5. I am terrified of heights.
TRUE – I am very uncomfortable being up in tall buildings and am even nervous driving over high bridges. I worked in the 10th story of a downtown Portland building and was perfectly happy to have my desk situated in the middle of the room away from the windows.
However, my fear of heights did not stop me from taking up skydiving in my mid 40’s. I had my own parachute and jumped every weekend for over two years before deciding that I had proven to myself that I would not allow FEAR to prevent my pursuing opportunity.
(And just in case you were wondering… I do visit my dentist regularly every six months.)

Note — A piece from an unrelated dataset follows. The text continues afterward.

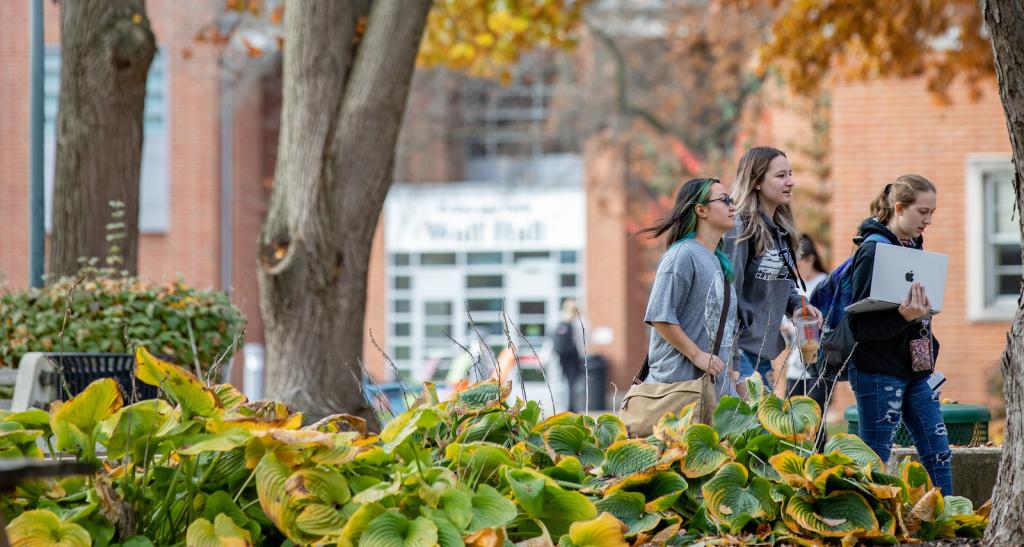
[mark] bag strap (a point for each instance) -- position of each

6. I have never smoked “Marijuana”. TRUE – As an infant my family lived a couple of blocks from San Francisco’s Height-Ashbury district; I attended high school and college during the Golden Age of the Hippie Movement and I had lots of buddies who did drugs. Though, as unusual as it may be for someone growing up during Sex-Drugs-and-Rock & Roll generation, I still never could rationalize to myself the idea of putting anything into my body that was marketed by outlaws. Still don’t.

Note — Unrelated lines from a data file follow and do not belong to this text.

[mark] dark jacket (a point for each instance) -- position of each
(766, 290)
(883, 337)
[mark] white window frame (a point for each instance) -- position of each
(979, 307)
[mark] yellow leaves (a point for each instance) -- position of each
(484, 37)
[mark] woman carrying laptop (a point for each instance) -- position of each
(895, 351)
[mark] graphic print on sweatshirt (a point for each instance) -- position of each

7. I once threw a dart, missing the bulls-eye, which instead stuck into my cousin’s skull. TRUE – Under the category of stupid kid tricks, my two cousins and I were playing “William Tell” and we stood my younger cousin up against the wall directly under the dart board. The first dart I threw fell short, sticking firmly into the top of the younger cousin’s head. He pulled it out and threw it back at us. However, we bribed him with candy to not tell our parents. The bribe took and we got the point.
2. I contracted Polio in the 1950’s and spent some time in the dreaded Iron Lung
LIE – One of my greatest fears growing up as a little kid was seeing pictures of people confined to an Iron Lung. I worried about it obsessively, wondering how they went to the bathroom or scratched their nose if it itched. Though I never knew of anyone personally who had been confined to an Iron Lung, I was still terrified that somehow I would end up in one.

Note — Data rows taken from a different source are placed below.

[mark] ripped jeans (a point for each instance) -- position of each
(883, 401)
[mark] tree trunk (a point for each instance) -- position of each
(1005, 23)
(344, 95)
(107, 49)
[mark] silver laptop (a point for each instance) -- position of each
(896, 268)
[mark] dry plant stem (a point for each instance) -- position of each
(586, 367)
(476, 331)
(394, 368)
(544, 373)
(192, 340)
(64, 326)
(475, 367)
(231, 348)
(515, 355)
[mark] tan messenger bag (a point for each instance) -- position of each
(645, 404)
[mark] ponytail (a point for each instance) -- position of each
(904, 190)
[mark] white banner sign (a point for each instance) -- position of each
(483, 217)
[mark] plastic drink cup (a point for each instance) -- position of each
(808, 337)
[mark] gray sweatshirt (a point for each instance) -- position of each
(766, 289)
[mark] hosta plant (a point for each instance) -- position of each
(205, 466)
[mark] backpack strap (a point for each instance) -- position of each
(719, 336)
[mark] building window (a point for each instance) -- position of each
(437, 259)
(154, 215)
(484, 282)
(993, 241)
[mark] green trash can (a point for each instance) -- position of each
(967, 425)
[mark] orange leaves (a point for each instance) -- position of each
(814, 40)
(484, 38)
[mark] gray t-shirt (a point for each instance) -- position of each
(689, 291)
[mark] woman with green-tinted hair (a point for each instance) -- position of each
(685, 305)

But I lived during a very fortunate era; As a result of a national effort to completely eradicate Polio in our lifetime, our whole town turned out to be administered the Salk vaccine, (some pink stuff squirted onto a sugar cube – imagine that, no needles!).
Nobody correctly determined which statement was the lie, so I am instead awarding consolation prizes -
My strategy in conjuring up these contest questions was that I figured six of the questions could appear to contain some atypical or unusual criteria making them remarkable to some degree – whereas contracting polio in the 1950’s (my assumption) would have been entirely possible, therefore "unremarkable", thereby judged a lie.
However, the Distinguished Panel of Contest Judges (my Wife) has determined that my rationale was significantly flawed in that, unless one knew me or I had previously blogged about the subject, the only real way anyone would correctly select the false statement would be by random guess. To emphasize her point, she challenged me to identify anyone I had actually known who had ever had polio as a child, least of all confined to an iron lung. I couldn't.
Therefore, She (I mean, the judges) has decided that my contest was bogus and has ruled that I should at least award prizes to some of you who participated in the exercise.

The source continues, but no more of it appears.